Friedreich's ataxia is a spinocerebellar degenerative disease caused by microsatellite (GAA.TTC)n repeat expansion in the first intron of FXN gene. Here, we developed iPSC lines from an FRDA patient (IGIBi016-A) and non-FRDA healthy control (IGIBi017-A). Both iPSC lines displayed typical iPSC morphology, expression of pluripotency markers, regular karyotypes (46, XY; 46, XX), capacity to grow into three germ layers, and FRDA hallmark -GAA repeat expansion and decreased FXN mRNA. Through these iPSC lines, FRDA phenotypes may be replicated in the in vitro assays, by creating neuron subtypes, cardiomyocytes and 3D organoids, for molecular and cellular biomarkers and therapeutic applications.

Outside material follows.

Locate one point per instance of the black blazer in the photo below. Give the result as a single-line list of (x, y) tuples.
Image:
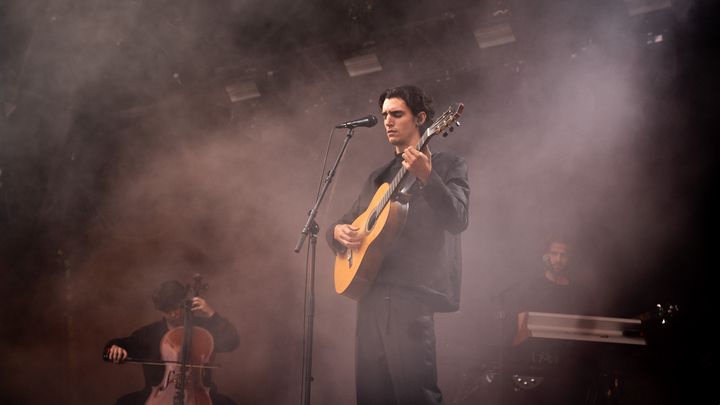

弗里德里希共济失调是一种脊髓小脑退行性疾病,由 FXN 基因第一内含子中微卫星(GAA.TTC)n 重复扩展引起。在这里,我们从 FRDA 患者(IGIBi016-A)和非 FRDA 健康对照(IGIBi017-A)中开发了 iPSC 系。这两个 iPSC 系均显示出典型的 iPSC 形态、多能性标志物的表达、正常的核型(46,XY;46,XX)、向三个胚层生长的能力,以及 FRDA 特征 -GAA 重复扩展和 FXN mRNA 减少。通过这些 iPSC 系,可以通过创建神经元亚型、心肌细胞和 3D 类器官,用于分子和细胞生物标志物和治疗应用,在体外试验中复制 FRDA 表型。